Strategic afternoon shade. Find out when your local high noon is during Daylight Saving time and plan for 1-2 hours before then to an hour before sunset. Even shadecloth, or a trellis that holds a quick growing sun loving vining something.

Find out what your prevailing summer wind direction is and put up windbreak. That wind will dry things RIGHT NOW. Great for your solar powered clothes drying, miserable for your gardening.

Mulch. Shade that soil.

Where I am at now, 30% shadecloth is pretty much mandatory to get anything to grow, even sun-loving plants. I can keep flowers on the east side of the house fairly close in as they get shaded from local high noon onwards. They also get protected by other things from the prevailing summer winds (trees just out of town bend over like they were on the sea-coasts from the winds, and tall trees in town are bent over at the top also).

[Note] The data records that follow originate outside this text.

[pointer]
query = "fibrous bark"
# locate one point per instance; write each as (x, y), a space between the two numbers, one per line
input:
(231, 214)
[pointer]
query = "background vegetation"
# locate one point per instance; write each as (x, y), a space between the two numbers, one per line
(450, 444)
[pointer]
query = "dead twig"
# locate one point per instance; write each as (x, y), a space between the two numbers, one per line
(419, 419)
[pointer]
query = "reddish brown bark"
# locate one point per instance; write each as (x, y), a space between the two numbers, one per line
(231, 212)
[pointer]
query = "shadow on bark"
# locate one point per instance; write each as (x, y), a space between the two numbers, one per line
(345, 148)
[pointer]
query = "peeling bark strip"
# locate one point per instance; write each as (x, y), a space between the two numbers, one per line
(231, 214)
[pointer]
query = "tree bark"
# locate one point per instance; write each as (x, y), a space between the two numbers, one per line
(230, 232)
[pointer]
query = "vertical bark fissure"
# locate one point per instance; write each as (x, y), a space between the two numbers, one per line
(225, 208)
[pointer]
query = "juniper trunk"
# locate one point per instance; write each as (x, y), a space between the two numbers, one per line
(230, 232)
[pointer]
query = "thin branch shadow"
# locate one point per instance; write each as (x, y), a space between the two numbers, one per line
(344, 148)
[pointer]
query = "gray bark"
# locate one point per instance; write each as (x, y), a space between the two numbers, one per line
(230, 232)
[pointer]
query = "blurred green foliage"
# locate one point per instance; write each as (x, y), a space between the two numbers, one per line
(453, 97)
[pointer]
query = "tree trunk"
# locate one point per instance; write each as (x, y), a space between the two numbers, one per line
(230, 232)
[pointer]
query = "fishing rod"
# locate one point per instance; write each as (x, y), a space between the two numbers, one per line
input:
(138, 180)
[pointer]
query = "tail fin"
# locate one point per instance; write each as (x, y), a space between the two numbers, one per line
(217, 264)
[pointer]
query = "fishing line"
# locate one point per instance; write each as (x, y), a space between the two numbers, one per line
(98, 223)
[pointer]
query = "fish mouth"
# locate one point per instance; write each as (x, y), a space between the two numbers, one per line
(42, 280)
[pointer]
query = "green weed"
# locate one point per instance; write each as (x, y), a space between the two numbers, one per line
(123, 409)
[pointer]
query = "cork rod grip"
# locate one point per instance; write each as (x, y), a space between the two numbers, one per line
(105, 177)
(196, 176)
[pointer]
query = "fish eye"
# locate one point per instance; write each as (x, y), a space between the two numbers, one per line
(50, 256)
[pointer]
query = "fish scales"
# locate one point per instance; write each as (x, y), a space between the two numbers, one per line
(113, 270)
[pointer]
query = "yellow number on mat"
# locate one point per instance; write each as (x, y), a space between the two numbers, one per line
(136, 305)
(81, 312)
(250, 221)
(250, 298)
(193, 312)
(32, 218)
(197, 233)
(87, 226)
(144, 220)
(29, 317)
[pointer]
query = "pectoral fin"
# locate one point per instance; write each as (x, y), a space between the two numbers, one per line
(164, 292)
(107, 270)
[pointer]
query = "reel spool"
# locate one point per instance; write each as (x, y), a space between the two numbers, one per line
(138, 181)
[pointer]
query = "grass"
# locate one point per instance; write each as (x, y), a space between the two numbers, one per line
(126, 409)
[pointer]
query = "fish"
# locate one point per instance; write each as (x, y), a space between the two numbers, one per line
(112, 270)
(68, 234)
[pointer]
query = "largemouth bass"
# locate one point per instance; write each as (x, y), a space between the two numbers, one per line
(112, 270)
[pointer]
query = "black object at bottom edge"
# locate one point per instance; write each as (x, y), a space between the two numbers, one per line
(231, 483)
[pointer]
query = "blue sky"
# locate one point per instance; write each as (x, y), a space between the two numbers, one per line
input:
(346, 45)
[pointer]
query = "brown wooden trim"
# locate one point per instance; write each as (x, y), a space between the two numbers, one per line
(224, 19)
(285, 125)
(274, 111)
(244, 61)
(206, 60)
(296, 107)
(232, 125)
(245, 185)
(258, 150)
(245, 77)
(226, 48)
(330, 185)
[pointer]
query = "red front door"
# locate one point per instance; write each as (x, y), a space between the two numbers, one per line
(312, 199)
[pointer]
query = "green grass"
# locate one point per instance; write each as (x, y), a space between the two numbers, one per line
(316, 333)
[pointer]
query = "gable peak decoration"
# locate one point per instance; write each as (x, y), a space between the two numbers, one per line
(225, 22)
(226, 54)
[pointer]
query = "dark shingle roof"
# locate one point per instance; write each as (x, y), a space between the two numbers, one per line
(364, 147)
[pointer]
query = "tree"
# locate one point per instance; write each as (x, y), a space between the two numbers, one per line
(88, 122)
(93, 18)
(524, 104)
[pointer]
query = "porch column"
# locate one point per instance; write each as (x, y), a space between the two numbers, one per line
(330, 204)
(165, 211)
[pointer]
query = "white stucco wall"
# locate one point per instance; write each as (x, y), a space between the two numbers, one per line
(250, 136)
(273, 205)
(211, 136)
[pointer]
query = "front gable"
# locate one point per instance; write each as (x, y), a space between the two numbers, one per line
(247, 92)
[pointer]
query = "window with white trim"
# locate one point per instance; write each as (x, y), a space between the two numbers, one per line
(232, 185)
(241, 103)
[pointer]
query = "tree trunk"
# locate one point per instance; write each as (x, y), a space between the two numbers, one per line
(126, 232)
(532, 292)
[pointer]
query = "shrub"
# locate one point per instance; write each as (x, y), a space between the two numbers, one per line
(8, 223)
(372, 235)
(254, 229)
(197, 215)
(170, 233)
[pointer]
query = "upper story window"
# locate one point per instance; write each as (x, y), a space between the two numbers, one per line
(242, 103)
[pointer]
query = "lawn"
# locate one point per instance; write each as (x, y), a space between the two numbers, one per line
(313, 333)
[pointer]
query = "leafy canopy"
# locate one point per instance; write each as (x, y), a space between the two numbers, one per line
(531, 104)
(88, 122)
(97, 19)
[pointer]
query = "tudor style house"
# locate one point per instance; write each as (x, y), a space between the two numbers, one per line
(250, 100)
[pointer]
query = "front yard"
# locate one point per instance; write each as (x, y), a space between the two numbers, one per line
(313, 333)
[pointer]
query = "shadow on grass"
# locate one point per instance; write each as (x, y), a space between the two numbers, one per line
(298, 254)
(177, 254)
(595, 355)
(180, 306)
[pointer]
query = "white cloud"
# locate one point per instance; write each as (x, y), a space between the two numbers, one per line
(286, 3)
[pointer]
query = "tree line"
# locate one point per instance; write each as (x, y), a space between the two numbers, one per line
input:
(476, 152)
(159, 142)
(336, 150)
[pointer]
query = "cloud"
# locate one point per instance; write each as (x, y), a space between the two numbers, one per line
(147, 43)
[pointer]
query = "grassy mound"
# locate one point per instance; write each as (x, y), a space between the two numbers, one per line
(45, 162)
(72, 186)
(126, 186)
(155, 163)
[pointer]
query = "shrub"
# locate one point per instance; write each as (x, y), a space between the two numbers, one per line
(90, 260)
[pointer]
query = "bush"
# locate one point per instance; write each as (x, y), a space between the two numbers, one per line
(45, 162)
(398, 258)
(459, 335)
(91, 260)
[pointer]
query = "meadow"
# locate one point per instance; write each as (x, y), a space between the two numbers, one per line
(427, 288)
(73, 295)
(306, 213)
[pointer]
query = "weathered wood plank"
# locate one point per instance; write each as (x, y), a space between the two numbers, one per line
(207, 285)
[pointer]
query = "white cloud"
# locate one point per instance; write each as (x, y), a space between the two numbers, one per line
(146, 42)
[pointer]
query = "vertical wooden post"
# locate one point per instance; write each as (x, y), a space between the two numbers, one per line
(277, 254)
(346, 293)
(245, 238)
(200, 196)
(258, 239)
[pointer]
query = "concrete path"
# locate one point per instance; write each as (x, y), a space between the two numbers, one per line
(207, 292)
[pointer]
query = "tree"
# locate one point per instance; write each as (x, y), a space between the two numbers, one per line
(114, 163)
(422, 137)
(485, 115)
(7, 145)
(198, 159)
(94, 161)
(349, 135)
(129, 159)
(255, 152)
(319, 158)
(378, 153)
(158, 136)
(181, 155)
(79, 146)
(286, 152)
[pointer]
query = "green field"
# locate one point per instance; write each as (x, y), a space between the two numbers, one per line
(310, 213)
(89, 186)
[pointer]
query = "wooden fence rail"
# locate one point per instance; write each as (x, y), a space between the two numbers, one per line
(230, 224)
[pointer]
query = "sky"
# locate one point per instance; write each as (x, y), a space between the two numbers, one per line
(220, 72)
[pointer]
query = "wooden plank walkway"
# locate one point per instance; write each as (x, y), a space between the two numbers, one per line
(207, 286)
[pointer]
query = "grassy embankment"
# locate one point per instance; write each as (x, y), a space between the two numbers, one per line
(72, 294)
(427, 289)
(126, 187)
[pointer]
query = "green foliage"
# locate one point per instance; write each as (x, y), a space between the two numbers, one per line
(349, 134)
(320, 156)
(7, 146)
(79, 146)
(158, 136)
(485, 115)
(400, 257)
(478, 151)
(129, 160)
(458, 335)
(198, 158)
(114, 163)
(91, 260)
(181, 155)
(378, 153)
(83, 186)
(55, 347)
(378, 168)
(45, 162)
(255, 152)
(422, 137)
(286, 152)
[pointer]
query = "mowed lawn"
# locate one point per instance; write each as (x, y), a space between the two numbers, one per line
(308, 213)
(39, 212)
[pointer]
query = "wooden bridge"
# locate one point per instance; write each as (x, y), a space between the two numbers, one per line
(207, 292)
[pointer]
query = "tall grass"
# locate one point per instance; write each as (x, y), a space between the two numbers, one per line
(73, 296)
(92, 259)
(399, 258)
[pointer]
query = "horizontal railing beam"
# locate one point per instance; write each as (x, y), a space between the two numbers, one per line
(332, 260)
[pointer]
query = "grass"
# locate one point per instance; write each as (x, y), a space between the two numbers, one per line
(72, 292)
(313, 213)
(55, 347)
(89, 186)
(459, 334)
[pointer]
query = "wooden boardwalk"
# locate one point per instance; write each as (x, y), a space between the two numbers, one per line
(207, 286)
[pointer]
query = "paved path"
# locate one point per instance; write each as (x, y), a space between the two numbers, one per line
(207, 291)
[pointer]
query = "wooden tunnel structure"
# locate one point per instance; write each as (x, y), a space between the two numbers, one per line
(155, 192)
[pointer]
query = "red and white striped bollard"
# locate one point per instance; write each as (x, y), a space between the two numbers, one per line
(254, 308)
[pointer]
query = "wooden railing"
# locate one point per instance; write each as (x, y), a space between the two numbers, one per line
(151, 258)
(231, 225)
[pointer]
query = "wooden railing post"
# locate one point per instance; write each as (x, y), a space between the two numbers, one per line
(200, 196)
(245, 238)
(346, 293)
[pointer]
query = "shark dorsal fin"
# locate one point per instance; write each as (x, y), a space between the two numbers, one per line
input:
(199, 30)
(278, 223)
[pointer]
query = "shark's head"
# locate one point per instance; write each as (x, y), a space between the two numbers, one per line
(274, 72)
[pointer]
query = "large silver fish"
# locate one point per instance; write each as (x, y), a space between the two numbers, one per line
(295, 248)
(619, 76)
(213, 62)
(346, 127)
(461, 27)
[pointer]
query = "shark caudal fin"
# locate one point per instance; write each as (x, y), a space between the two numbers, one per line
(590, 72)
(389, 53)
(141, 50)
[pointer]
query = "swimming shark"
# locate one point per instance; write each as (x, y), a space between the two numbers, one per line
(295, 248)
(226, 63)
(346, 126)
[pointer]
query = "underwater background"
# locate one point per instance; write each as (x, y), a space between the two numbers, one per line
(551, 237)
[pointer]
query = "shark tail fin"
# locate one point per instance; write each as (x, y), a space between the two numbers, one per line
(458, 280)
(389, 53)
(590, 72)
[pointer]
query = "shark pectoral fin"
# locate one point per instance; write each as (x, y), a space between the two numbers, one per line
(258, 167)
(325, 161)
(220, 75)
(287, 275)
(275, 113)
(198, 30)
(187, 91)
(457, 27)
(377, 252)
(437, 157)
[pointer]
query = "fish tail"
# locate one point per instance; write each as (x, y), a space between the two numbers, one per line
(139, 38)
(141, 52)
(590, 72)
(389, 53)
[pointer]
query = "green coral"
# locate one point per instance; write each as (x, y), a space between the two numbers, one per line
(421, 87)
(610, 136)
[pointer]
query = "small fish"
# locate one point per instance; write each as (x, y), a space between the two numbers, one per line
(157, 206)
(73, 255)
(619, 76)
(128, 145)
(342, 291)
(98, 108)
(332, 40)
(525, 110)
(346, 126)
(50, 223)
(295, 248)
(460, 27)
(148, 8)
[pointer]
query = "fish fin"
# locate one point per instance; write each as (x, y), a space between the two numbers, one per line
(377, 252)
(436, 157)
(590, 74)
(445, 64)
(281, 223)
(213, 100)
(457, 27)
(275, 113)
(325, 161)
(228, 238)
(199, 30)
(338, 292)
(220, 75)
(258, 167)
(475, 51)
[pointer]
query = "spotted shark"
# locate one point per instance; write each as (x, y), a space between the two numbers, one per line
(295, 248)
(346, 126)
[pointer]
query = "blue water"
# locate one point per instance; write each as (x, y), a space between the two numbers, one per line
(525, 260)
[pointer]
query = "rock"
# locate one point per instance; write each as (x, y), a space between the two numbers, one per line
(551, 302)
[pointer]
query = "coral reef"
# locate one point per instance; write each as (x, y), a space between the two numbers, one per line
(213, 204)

At this time of the year, a 6' tall person has about a foot of shadow at high noon so it gets pretty much overhead (summer equinox) and we get north window sun in early morning and late evening. So shading a house is kind of difficult. A lot of people put a flying roof over their house (like building a pole barn but only putting the roof on) with 3-4 feet of clear space over the house roof and extending out several feet all around. This helps with the summer hot sun, and in winter the sun has shifted low enough for the house to do solar gain. We also tend to orient the long axis of the house north-south to minimize midday summer solar exposure, and plant heavily on the west side of the house to provide shade. I built a 12' trellis on the south side of our house, a sort of box frame, that I grow long gourds (snake gourds) over, they can take it as long as you mulch their roots and keep them watered, and inside the box, they will drop the gourds. You can plant one about every 4' along the trellis and they quickly will provide a lot of leafy shade, you can even sit inside the 'box' in lawn chairs and enjoy the shade.